Second, if you're running a benchmark that aggressively has multiple 
threads use a single shared lock, that can lead to a form of 
"thrashing", independently of the OS used. Basically, if a thread blocks 
because of a contended lock, most simple lock implementation suspend the 
thread (which involves an expensive kernel trap). If timing is 
unfortunate, then you can waste a lot of time having threads suspending 
themselves and getting immediately reawakened; the specific overhead and 
circumstances where that happens vary by OS, but the effect can be very 
unpretty (you can easily make a program 10x slower on most machines by 
parallelizing it in a way that the architecture doesn't like). You can 
recognize this scenario by using /usr/bin/time or something similar; an 
otherwise CPU-bound process will have a disproportionate amount of time 
allocated to system rather than user code.

A relatively simple workaround where you have this problem but expect a 
critical section to only be short-lived is to repeatedly use a "try 
lock" statement (such as Monitor.TryEnter()) before actually using a 
lock-or-suspend type of operation. While this can be more expensive (and 
potentially problematic if you have more threads than available 
processors, or if you have a LOT of processors), in a lot of normal 
situations it prevents unnecessary thread suspensions (essentially, it 
tries to treat the lock as a spin lock and only falls back to a blocking 
implementation if that seems unworkable).

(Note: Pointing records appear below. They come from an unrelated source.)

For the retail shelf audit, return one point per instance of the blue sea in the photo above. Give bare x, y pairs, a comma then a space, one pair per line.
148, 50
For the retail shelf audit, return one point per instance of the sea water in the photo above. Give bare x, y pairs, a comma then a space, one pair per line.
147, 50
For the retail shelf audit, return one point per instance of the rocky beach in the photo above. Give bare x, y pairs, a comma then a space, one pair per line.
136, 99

Third, another cause might be that the Boehm GC is causing trouble here; 
it (unavoidably) has a central lock and you say you're allocating 
millions of objects. While the Boehm GC specifically tries to mitigate 
the high contention scenario above (and has thread-local allocation if 
enabled that largely avoids it for a lot of cases), there may still be 
system-specific differences. Trying to run with --gc=sgen may help to 
either identify or exclude this as a source of performance difference.

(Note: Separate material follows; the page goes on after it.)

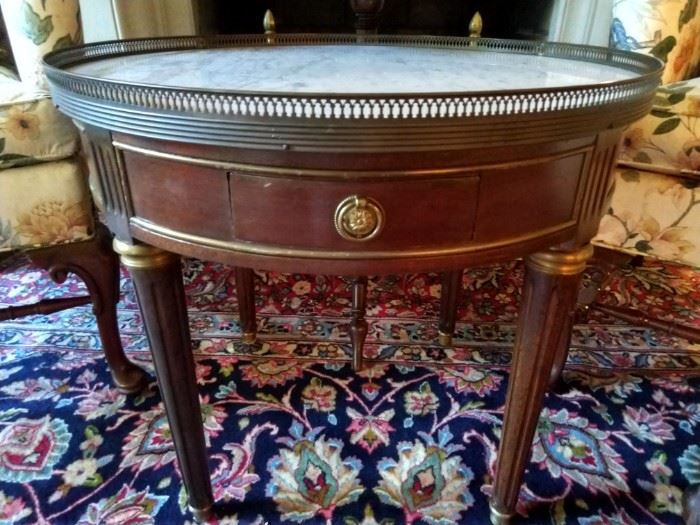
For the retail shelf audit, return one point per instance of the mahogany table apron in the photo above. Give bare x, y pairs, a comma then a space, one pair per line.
327, 155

And, of course, there are a gazillion more causes why there may be a 
performance difference, but these are common reasons you may encounter.

			Reimer Behrends

[1] As on Linux, Darwin stores thread-local variables relative to the 
segment register gs; unlike Linux, Darwin gives you no way to tell at 
what offset thread-local data is/can be stored nor does it promise that 
it may not totally change its implementation in a later version of the OS.

[2] There are alternative implementations of fast thread-local storage, 
but most of them have their own up- and downsides.